The Jamanaxim National Forest before and after the dismemberment.
A recent study has found that national parks and reserves in Brazil where forests have been illegally cleared are more likely to lose their protected status.
The study, published in the Proceedings of the National Academy of Sciences, examined 62 protected areas in the Amazonian state of Rondônia.
The authors found that the government was more likely to later reduce or completely eliminate the legal protections for areas that had been deforested.
The findings are of particular concern because of the current administration’s willingness to retrospectively greenwash illegal deforestation, taking measures to legalise the incursion of ranching into Amazon forests and cancel fines.
One of the study’s authors, Michael B. Mascia, has called this a “vicious cycle” and said that “if a government scales back some or all legal protections, then the remaining forest may be even more vulnerable to the forces that led to deforestation in the first place”.
The protected areas in Rondônia looked at by the authors have typically lost their protection status to make way for agriculture or hydroelectric projects.

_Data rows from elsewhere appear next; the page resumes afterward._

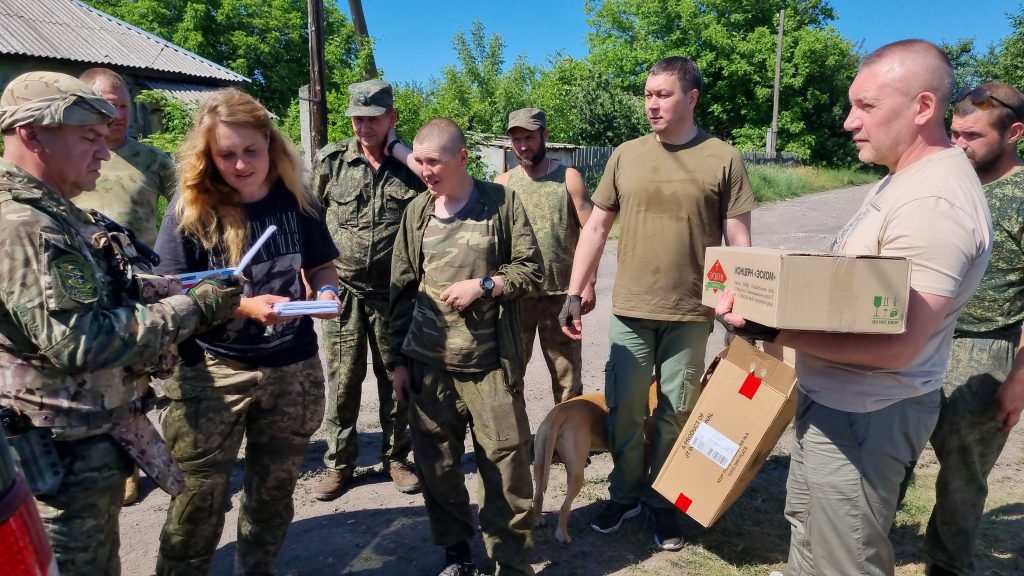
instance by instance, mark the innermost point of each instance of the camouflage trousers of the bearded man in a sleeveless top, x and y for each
(563, 355)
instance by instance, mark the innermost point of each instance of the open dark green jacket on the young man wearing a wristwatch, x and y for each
(523, 270)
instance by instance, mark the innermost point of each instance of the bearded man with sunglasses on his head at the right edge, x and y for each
(984, 388)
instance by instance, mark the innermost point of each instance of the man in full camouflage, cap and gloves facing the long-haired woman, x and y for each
(77, 337)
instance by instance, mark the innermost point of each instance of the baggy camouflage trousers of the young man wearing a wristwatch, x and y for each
(442, 405)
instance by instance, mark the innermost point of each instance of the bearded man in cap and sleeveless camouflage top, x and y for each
(558, 204)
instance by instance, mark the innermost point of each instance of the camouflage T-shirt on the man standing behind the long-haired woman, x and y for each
(131, 183)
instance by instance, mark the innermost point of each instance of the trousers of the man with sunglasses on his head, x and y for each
(967, 442)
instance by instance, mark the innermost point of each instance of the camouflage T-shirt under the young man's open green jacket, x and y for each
(456, 249)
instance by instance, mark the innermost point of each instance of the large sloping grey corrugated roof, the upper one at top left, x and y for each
(70, 30)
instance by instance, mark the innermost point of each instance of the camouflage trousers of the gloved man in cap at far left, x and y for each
(81, 519)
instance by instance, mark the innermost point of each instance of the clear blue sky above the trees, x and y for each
(414, 37)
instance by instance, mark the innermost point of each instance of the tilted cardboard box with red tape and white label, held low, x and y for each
(748, 402)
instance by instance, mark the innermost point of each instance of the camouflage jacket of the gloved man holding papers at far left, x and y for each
(68, 334)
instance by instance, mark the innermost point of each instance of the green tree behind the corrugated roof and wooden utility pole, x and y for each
(265, 40)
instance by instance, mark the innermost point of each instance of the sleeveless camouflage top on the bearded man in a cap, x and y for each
(556, 223)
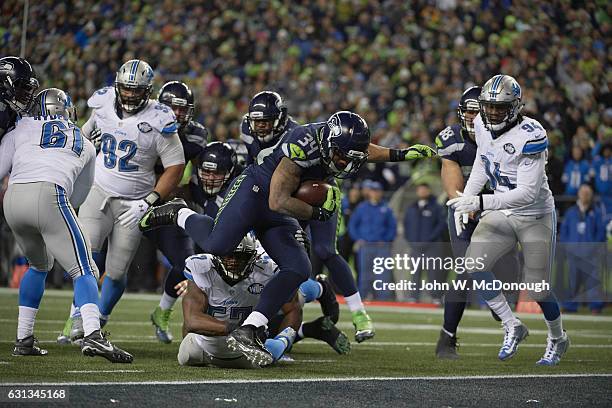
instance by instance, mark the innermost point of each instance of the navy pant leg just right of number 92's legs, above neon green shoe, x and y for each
(176, 246)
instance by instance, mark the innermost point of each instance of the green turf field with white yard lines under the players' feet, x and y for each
(403, 347)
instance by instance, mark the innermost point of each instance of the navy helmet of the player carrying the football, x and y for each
(344, 142)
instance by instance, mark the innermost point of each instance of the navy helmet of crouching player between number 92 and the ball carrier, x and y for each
(216, 164)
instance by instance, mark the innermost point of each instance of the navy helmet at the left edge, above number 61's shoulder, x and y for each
(18, 83)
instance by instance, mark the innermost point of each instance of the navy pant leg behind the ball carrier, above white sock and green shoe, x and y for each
(323, 236)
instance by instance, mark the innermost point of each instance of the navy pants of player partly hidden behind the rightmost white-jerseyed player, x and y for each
(507, 269)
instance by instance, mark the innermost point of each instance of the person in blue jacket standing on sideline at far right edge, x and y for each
(583, 232)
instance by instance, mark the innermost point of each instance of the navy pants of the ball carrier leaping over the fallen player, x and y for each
(245, 208)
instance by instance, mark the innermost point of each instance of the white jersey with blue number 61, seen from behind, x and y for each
(45, 148)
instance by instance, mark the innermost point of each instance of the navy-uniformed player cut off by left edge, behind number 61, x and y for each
(18, 85)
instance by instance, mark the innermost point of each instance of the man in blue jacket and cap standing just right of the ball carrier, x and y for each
(373, 228)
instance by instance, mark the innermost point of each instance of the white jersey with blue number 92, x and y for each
(131, 146)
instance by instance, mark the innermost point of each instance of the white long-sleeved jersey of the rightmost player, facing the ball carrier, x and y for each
(514, 164)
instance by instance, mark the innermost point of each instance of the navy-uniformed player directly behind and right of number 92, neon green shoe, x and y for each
(174, 243)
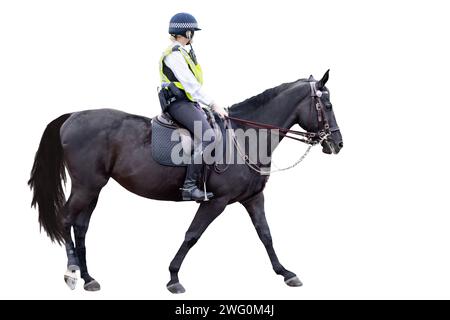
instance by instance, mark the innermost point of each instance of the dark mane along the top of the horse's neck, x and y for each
(261, 99)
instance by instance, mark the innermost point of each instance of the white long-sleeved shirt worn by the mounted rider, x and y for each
(176, 62)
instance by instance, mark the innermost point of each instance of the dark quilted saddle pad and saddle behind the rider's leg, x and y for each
(171, 142)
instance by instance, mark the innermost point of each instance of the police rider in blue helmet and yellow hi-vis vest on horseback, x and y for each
(179, 66)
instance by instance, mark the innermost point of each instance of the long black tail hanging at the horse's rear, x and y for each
(46, 178)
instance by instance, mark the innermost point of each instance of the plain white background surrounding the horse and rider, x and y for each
(371, 222)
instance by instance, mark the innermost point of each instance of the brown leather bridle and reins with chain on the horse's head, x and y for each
(311, 138)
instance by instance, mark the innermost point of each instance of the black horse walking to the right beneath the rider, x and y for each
(96, 145)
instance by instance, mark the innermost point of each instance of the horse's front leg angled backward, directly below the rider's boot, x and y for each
(206, 213)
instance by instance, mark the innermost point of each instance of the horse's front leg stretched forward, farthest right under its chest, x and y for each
(255, 208)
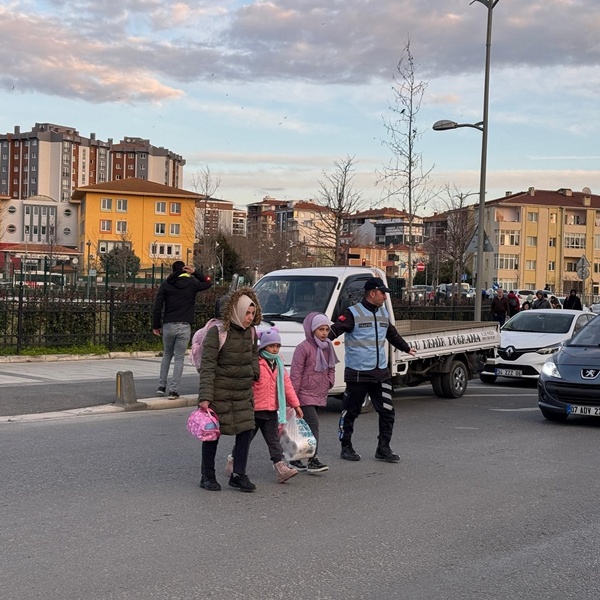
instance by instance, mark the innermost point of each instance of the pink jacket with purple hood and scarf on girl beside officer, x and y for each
(311, 386)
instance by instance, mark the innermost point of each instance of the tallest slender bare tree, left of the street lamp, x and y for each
(405, 178)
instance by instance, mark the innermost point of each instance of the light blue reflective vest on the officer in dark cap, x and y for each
(365, 344)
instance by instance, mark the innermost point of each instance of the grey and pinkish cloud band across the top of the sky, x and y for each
(155, 47)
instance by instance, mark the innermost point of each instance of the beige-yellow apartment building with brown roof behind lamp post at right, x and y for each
(539, 239)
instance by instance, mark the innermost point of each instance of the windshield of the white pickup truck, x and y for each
(293, 297)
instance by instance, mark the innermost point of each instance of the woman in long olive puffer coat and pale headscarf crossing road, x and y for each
(227, 372)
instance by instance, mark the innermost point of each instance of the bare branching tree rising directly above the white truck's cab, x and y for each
(340, 199)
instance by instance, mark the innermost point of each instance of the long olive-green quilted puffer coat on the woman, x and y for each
(226, 377)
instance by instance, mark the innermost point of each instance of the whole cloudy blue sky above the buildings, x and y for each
(270, 94)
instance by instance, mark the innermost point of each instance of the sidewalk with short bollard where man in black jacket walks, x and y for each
(72, 376)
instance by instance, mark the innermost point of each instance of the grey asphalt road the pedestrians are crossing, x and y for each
(489, 502)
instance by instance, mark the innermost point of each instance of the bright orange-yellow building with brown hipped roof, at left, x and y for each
(157, 221)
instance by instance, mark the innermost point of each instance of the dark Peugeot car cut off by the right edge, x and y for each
(569, 383)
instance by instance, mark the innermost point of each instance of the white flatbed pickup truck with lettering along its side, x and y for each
(449, 353)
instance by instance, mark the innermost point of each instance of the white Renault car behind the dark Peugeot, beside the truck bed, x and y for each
(528, 339)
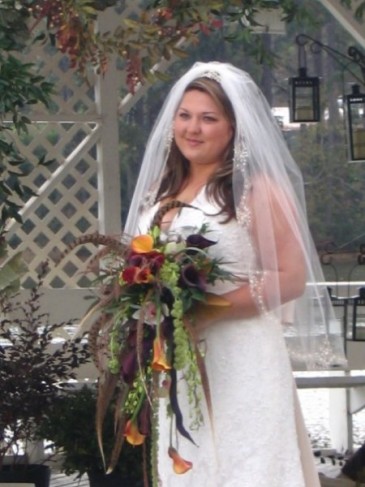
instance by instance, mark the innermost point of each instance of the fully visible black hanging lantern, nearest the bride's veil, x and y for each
(304, 98)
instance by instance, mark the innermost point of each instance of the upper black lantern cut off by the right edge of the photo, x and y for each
(356, 124)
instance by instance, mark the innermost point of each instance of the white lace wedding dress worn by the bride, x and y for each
(256, 441)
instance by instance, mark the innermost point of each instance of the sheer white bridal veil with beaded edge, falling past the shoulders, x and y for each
(314, 337)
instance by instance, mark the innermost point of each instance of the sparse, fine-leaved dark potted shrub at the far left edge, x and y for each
(31, 365)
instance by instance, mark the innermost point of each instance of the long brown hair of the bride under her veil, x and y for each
(219, 186)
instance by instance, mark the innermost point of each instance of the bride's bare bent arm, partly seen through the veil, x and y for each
(284, 275)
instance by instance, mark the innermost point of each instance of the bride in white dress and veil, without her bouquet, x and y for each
(216, 148)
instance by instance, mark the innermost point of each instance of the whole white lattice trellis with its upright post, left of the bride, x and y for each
(79, 192)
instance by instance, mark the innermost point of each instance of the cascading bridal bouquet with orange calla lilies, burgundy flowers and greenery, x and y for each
(143, 341)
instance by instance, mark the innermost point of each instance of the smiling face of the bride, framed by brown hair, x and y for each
(201, 128)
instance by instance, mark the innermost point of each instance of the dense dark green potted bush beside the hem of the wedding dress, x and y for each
(70, 426)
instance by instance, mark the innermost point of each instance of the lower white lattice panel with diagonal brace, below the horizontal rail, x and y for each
(67, 205)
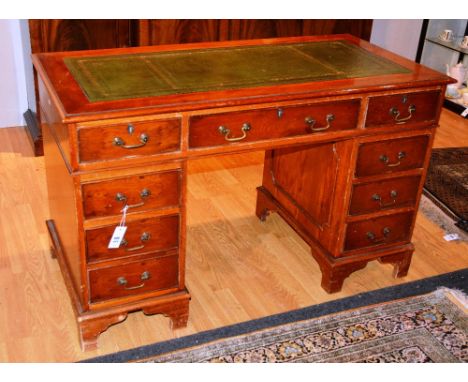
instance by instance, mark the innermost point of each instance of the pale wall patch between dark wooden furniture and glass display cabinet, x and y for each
(398, 36)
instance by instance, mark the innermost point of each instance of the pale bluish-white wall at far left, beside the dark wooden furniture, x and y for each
(13, 94)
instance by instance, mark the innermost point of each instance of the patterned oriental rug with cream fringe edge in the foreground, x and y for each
(428, 328)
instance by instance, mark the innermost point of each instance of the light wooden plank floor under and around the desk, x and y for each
(237, 267)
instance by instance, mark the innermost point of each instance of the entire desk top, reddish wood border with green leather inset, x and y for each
(107, 83)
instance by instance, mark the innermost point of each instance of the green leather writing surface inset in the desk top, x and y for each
(108, 78)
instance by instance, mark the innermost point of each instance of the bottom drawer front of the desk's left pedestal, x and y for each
(133, 278)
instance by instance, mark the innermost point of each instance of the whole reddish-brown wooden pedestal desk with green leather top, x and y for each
(347, 128)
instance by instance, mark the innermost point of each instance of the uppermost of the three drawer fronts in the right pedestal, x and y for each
(391, 156)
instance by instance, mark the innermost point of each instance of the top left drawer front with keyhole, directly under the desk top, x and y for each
(124, 140)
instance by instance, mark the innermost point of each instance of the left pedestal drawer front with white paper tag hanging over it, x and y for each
(142, 236)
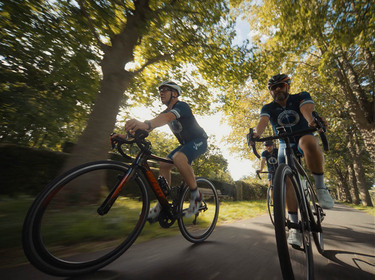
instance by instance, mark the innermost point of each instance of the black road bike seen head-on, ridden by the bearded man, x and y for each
(296, 262)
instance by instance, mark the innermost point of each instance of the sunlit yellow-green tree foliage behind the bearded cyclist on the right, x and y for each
(328, 49)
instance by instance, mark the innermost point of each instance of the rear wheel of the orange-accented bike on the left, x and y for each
(199, 227)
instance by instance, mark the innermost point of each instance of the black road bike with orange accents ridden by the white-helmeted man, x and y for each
(90, 215)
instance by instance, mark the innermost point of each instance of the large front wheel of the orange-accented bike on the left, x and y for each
(62, 227)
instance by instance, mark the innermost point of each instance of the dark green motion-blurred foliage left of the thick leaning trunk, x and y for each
(48, 77)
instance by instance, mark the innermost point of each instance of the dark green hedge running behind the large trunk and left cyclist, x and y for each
(26, 171)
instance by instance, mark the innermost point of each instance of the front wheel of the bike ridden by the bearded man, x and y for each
(295, 263)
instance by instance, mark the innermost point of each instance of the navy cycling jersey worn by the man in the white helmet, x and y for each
(185, 127)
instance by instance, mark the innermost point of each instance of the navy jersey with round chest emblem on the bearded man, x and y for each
(289, 116)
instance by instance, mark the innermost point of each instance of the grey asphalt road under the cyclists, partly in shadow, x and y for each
(241, 250)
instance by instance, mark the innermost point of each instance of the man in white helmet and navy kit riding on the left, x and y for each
(192, 139)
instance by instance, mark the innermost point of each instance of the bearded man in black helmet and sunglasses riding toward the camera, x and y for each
(294, 111)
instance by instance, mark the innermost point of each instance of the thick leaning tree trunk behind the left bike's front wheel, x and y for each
(93, 144)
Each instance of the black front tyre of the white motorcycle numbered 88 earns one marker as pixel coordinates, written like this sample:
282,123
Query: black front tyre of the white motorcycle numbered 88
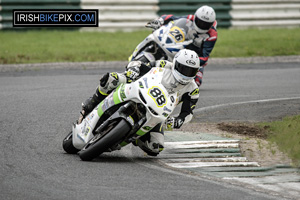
112,134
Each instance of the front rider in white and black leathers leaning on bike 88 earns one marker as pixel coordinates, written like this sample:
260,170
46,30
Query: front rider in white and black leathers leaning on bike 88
178,77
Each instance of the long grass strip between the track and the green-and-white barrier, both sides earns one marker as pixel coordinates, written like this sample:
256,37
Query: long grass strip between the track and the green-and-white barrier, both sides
74,46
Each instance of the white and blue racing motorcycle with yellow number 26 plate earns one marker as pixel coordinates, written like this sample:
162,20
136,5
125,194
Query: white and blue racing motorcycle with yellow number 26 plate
163,43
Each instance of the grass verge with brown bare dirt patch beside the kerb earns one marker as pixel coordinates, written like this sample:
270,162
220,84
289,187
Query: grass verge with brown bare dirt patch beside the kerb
283,134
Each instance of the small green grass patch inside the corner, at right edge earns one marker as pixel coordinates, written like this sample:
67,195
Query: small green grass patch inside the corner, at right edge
286,134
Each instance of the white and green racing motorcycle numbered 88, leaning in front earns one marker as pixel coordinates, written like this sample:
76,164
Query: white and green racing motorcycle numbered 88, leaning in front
128,113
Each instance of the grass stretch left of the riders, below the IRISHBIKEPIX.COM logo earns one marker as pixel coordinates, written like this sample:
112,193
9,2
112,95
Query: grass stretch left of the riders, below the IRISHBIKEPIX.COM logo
66,46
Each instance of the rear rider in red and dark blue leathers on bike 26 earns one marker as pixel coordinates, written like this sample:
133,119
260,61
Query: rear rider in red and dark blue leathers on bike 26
202,30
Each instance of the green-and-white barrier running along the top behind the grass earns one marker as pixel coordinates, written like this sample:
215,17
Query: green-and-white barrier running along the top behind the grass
133,14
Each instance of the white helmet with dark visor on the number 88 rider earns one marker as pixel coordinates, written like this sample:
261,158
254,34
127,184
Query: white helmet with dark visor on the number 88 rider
185,66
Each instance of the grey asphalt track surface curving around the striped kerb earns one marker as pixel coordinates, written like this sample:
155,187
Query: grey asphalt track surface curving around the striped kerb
38,107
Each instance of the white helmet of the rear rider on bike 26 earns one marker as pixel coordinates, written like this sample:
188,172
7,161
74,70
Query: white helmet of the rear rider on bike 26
204,18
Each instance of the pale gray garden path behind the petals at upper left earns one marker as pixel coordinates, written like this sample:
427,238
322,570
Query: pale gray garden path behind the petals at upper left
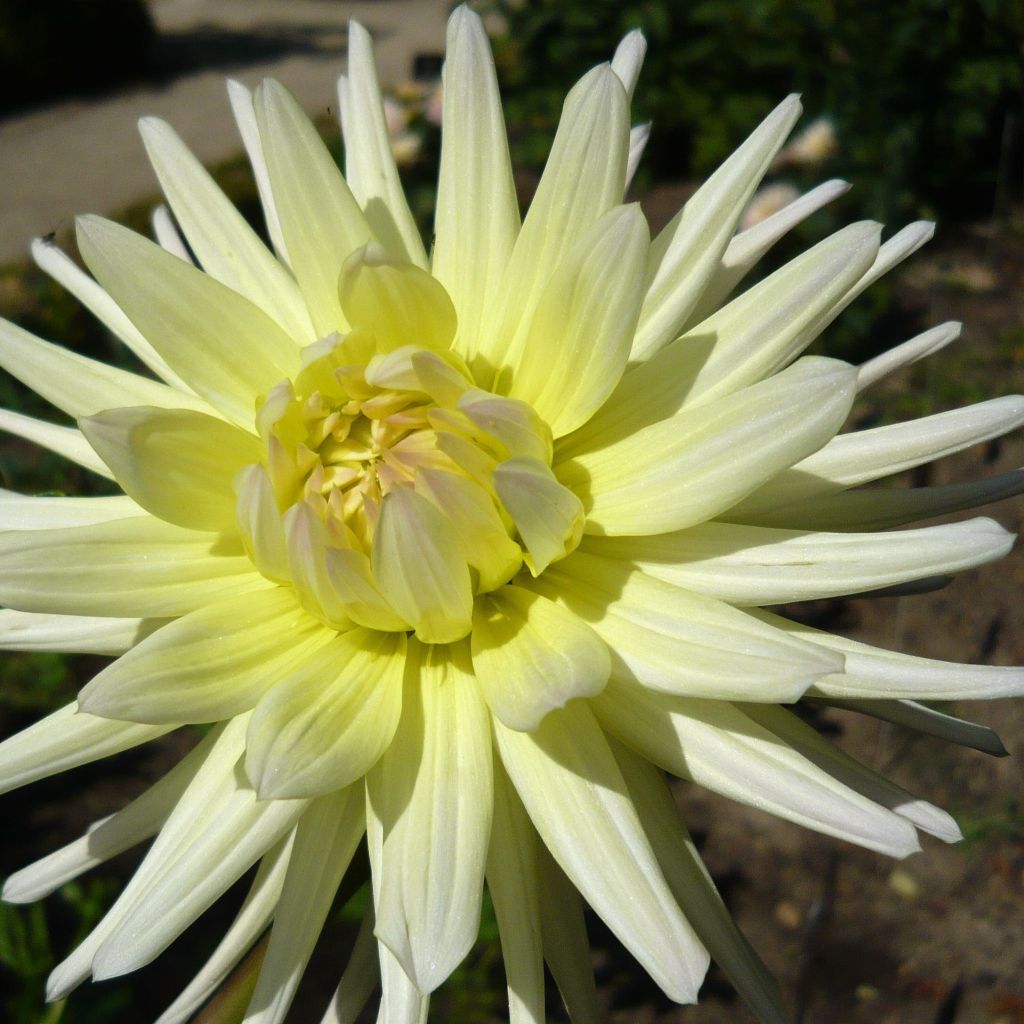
86,156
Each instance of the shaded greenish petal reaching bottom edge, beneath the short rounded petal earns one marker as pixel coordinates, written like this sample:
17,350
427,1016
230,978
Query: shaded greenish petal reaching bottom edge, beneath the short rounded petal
325,841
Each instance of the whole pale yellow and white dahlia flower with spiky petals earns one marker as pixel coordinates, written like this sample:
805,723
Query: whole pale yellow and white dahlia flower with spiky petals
460,551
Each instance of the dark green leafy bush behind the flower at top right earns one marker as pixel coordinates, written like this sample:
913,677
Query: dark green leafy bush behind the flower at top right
920,93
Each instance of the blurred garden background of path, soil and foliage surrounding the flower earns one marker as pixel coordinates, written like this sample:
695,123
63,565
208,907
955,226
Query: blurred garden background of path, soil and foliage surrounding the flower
920,105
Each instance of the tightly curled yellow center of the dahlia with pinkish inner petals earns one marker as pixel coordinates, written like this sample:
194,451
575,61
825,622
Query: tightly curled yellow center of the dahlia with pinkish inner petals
395,491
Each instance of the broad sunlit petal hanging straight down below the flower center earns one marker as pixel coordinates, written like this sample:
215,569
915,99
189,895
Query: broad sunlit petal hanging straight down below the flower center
430,806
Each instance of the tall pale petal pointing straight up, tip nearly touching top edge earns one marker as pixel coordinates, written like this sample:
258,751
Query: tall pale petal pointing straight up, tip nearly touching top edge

In some cases, protected forests lost all of their protection, a process known as degazettement. Parks and reserves that have performed poorly in maintaining their forests standing have been more likely to be degazetted.
Last year, Earthsight reported on the loss of protection status for parks and reserves in Brazil and their potential consequences.
The presidential decree of late 2016 changing the boundaries of the Jamanxim National Forest and downgrading 305,000 hectares (ha) of its area to a lower protection status was denounced by civil society as a gift to land grabbers and illegal deforesters connected to cattle ranching.
Proposals to reduce the size of protected areas by more than 30,000 square miles led to fears of greenwashing of illegal beef in the Amazon.
In addition, the rollback of environmental protections triggered warnings by activists that these measures give farmers, loggers, miners and land grabbers a sense of impunity, emboldening them to seize land and to attack government inspectors and indigenous groups.
Deforestation within conservation units can be made worse not only by changes to legal protections, but also by cuts to enforcement, as illustrated by the study published by Imazon last year, which found that 237,000ha of forest were cleared within parks and other protected areas in the Brazilian Amazon between 2012 and 2015.